Seruni menghela napas. Dia sebetulnya tidak rela Bulan pergi. Apalagi di kota ini dia hanya seorang diri dan hanya memiliki Bulan. Akan tetapi, dia tidak bisa juga mengatur hidup anaknya. Sejak bercerai dengan ayah Bulan, dia bertekad untuk membebaskan anaknya membuat pilihan asal itu bukan pilihan yang buruk. Dia akan menghargai pemilihan keputusan Bulan. Makanya saat Bulan memutuskan untuk pergi ke ayahnya yang ada di kota lain, dia tidak melarang dan hanya memberikan beberapa sudut pandangnya saja. Meski begitu, putrinya itu sudah bertekad bulat sehingga dia tidak bisa membuat alasan lain agar Bulan tinggal.
"Ibu sudah cerita soal kondisimu ke ayahmu," ujarnya kemudian.
Mata Bulan terbelalak. Padahal dia berniat akan bercerita pada ayahnya sendiri saat sampai di sana nanti. Dia tidak mau sang ayah mengatai ibunya sebagai ibu yang gagal akibat kesalahannya itu.
"Kenapa Ibu nggak bilang ke aku? Harusnya aku sendiri yang cerita soal kondisiku ke Ayah," protesnya.
"Ibu bertanggung jawab atas itu, Lan. Kamu anak Ibu dan Ayah," sahut Seruni.
"Lalu bagaimana tanggapan Ayah, Bu?" tanya Bulan akhirnya. Dia pasrah karena nasi sudah menjadi bubur. Kini dia tengah memikirkan bagaimana menghadapi ayahnya saat sampai nanti.
"Dia menangis," jawab Seruni.
"Menangis? Ayah tidak marah?" tanya Bulan heran.
"Bagaimana dia bisa marah kalau dia saja ingat bahwa kamu sempat membencinya karena kamu menyaksikan perselingkuhannya dulu?" sahut Seruni. "Kamu tidak perlu khawatir.
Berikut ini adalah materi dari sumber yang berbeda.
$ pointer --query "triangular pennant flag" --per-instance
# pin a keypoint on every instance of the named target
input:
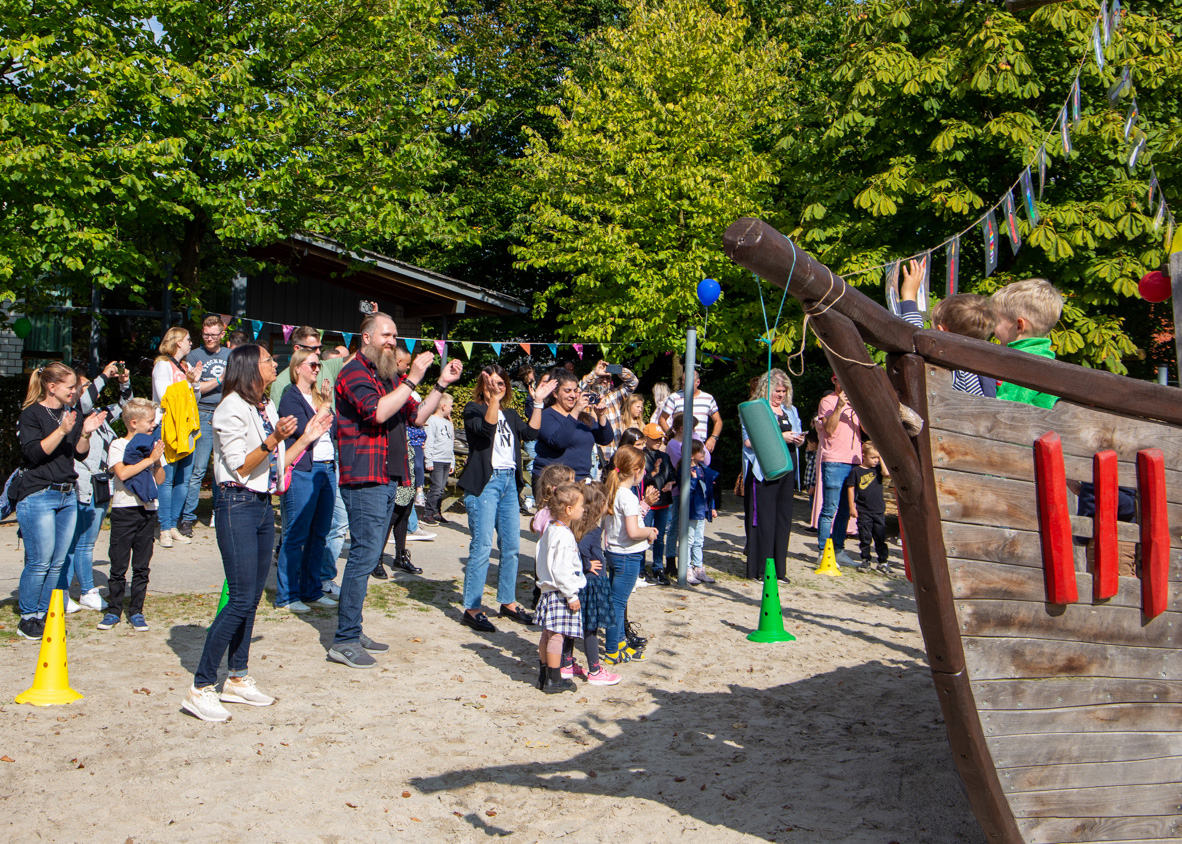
(953, 274)
(989, 227)
(1015, 237)
(1028, 197)
(1137, 149)
(1130, 121)
(1041, 170)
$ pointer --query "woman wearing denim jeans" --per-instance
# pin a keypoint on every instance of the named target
(492, 480)
(51, 435)
(311, 498)
(249, 459)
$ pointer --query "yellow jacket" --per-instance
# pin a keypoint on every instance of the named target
(181, 426)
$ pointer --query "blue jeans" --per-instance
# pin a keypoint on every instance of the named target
(173, 491)
(623, 571)
(201, 452)
(336, 538)
(494, 510)
(47, 521)
(660, 520)
(696, 540)
(80, 558)
(370, 511)
(307, 515)
(246, 537)
(835, 507)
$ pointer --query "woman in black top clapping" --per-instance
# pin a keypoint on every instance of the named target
(51, 435)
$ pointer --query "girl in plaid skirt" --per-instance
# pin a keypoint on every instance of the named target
(560, 578)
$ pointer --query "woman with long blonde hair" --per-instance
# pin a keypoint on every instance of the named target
(51, 436)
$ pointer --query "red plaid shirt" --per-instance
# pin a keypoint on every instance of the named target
(363, 441)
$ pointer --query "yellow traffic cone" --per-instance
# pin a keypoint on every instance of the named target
(51, 683)
(829, 562)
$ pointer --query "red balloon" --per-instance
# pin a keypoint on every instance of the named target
(1154, 286)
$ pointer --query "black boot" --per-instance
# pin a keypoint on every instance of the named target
(556, 682)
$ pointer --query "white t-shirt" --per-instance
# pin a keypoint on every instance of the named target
(615, 525)
(504, 445)
(122, 497)
(703, 408)
(323, 450)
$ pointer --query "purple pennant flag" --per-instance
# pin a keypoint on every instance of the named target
(1015, 238)
(953, 255)
(1130, 121)
(989, 226)
(1041, 170)
(1028, 197)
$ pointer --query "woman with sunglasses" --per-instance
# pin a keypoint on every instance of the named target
(312, 492)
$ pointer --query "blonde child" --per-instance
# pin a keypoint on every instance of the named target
(132, 514)
(596, 596)
(625, 540)
(439, 459)
(560, 578)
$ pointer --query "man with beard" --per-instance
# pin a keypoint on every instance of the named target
(374, 408)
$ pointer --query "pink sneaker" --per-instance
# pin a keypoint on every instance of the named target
(575, 670)
(603, 677)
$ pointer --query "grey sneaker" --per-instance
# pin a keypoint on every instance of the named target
(352, 655)
(374, 647)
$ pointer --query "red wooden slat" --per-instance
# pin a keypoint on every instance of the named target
(1155, 532)
(1105, 575)
(1054, 520)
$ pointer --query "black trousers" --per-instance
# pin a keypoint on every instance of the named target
(872, 531)
(132, 534)
(767, 518)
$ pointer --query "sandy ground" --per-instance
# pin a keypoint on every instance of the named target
(833, 738)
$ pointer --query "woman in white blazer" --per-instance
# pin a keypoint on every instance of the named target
(249, 461)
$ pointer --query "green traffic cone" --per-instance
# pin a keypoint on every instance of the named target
(771, 617)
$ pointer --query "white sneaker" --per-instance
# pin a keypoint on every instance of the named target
(244, 690)
(205, 705)
(92, 599)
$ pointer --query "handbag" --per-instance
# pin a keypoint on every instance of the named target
(101, 487)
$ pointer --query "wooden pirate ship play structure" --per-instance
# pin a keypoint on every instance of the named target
(1052, 637)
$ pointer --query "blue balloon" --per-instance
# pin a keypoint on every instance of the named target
(708, 292)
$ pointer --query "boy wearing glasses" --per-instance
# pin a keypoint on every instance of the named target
(213, 356)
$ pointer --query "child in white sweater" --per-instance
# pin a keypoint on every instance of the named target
(560, 578)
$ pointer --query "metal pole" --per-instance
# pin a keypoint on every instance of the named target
(687, 449)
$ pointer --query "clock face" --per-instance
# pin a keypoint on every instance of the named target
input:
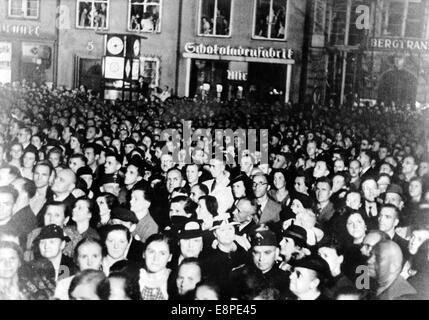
(114, 68)
(115, 45)
(136, 47)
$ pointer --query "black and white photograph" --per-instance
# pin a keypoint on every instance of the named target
(217, 150)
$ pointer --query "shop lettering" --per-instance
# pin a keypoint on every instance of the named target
(399, 44)
(20, 29)
(260, 52)
(237, 75)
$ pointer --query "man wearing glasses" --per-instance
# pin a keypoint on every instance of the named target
(269, 209)
(245, 213)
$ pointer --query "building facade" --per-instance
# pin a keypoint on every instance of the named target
(28, 39)
(225, 48)
(372, 50)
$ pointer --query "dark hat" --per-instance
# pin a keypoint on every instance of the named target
(395, 188)
(306, 201)
(240, 177)
(97, 147)
(130, 141)
(222, 221)
(52, 231)
(314, 262)
(31, 148)
(82, 171)
(297, 233)
(124, 215)
(137, 162)
(263, 238)
(117, 156)
(109, 178)
(190, 230)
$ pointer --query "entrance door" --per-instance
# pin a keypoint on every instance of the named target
(399, 86)
(89, 73)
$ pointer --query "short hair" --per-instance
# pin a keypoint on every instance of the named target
(82, 242)
(10, 190)
(94, 277)
(383, 235)
(29, 187)
(131, 286)
(191, 260)
(368, 153)
(308, 179)
(175, 169)
(189, 207)
(391, 206)
(110, 228)
(159, 237)
(33, 151)
(56, 150)
(214, 286)
(12, 170)
(26, 129)
(350, 290)
(211, 204)
(111, 199)
(324, 180)
(45, 163)
(260, 174)
(67, 210)
(203, 188)
(78, 156)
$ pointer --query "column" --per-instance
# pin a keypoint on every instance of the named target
(288, 82)
(188, 76)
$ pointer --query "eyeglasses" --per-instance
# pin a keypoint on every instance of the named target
(258, 184)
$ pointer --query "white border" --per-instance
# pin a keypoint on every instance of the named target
(254, 37)
(161, 6)
(158, 64)
(24, 10)
(93, 2)
(198, 24)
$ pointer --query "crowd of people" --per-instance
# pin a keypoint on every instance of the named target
(94, 204)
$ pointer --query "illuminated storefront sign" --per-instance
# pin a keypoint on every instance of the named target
(399, 44)
(237, 75)
(260, 52)
(5, 62)
(21, 29)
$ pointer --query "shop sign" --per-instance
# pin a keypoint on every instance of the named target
(20, 29)
(5, 62)
(237, 75)
(259, 52)
(399, 44)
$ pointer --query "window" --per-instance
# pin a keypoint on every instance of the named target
(24, 9)
(215, 18)
(92, 14)
(412, 26)
(144, 15)
(270, 19)
(149, 70)
(395, 18)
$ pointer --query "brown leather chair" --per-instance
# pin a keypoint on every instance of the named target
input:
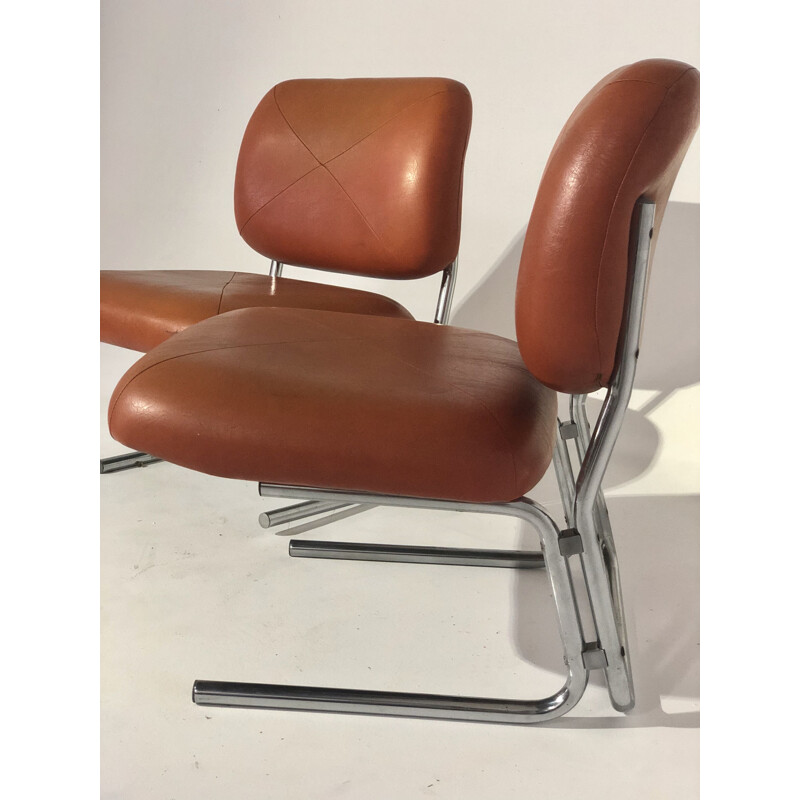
(332, 406)
(358, 176)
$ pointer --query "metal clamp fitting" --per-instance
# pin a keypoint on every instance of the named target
(569, 542)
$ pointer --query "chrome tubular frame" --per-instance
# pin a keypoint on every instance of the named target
(479, 709)
(588, 534)
(444, 302)
(126, 461)
(275, 269)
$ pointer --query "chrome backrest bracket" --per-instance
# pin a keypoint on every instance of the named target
(445, 301)
(568, 430)
(594, 657)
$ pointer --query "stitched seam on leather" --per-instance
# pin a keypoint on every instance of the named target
(275, 197)
(219, 305)
(314, 156)
(667, 90)
(391, 119)
(362, 215)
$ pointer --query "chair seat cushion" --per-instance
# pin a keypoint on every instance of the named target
(343, 401)
(141, 308)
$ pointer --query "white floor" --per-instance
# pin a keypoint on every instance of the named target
(192, 588)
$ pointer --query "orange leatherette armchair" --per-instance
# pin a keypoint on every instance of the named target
(335, 406)
(358, 176)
Ayahmu tidak akan marah. Dia malah senang karena kamu mau tinggal dengannya."
Mendengar itu Bulan mengembuskan napas panjang. Dia tidak tahu harus senang atau sedih atas informasi tersebut. Namun satu hal yang pasti, yaitu rencananya berjalan lancar. Sayang ayah menerimanya, dan dia tidak perlu mencari tempat persembunyian lain.
"Kamu mau berangkat kapan?" tanya Seruni. Dia sebetulnya berat menanyakan itu. Akan tetapi, dia tidak bisa juga menunda kepergian putrinya. Seperti yang Bulan keluhkan sebelumnya bahwa kandungannya cepat atau lambat akan diketahui Timur kalau putrinya itu masih tinggal di sini.
"Secepatnya. Malam ini kalau bisa," jawab Bulan. "Ada tiket ke Malang untuk perjalanan malam."
Seruni tersentak pelan. "Secepat itu?" tanyanya.
"Iya," jawab Bulan. "Aku nggak akan bawa banyak barang, Bu, karena aku mungkin hanya sementara juga di sana."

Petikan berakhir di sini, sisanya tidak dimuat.